Islands – Vapours

by Benjamin Adams (Business), published August 18th 2011

Moldy | Stale | Edible | Fresh | Tasty!

Similar to their previous two albums, Islands presents a disc of upbeat, immediately accessible indie pop gems. But while one of the most striking features of Return to the Sea (2006) was the up-front, live brushed drums and layers of warm, acoustic tones, Vapours leaves both of these behind, relying almost exclusively on electronic beats and light synthesized tones.

The whole album, it seems, is an experiment in how programed and digital-sounding music can get without sounding cold and emotionless. Admittedly, many of the attempts to contrast emotion and electronics fall short, giving some of the album’s passages the emotional depth of an old Casio demo.
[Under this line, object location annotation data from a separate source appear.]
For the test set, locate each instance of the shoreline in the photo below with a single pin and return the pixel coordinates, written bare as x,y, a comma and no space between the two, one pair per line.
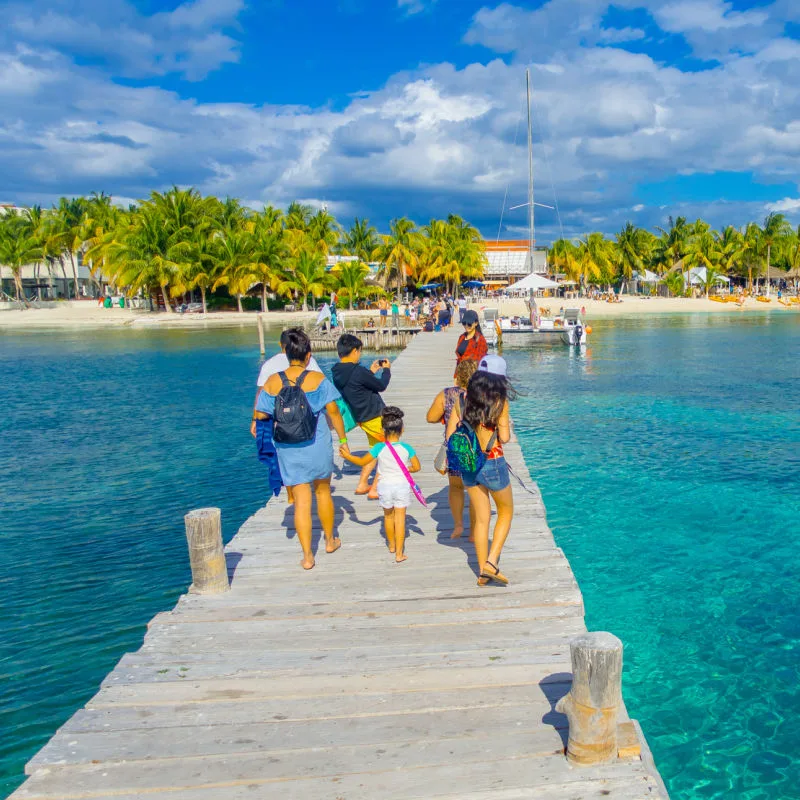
76,314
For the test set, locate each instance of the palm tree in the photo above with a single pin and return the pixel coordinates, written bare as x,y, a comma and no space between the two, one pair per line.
632,250
702,252
731,250
64,232
233,256
270,250
776,228
670,247
18,247
305,275
350,279
324,230
398,252
361,240
297,216
595,260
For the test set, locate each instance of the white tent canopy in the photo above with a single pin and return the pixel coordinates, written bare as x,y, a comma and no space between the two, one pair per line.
531,282
697,276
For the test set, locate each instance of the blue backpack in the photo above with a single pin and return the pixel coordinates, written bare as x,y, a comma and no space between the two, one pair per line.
295,422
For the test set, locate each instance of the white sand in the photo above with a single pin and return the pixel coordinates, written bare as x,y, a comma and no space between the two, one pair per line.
88,314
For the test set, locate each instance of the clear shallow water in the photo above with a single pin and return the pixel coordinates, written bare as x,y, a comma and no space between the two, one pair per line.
106,440
669,461
668,458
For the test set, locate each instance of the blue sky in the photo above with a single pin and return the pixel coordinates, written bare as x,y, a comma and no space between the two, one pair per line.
381,108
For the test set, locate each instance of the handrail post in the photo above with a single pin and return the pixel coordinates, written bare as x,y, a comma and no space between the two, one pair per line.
594,700
206,555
But the parts that do work shine through. Take the title track for example:  the intro and first verse are so choppy and textureless that it’s hard to see this song being memorable past the last measure. But the fullness of the chorus and the brass of the following verses fill the song out, and provide a stark contrast from the empty beginning, and the song ends up feeling more like an old soul number than a cheap MIDI file.

Overall, the songwriting and melodic style is similar to the band’s previous endeavors, despite the noticeable lack of acoustic instruments that were previously featured so prominently. The juxtaposition of the occasionally dark subject matter and generally cheerful music is very reminiscent of Of Montreal at times, while some of the darker songs have a more Bright Eyes feel to them. While not all of the album’s songs will stick in your brain immediately or send chills up your spine at first listen, they are rarely boring and give an interesting view on how electronic music could sound.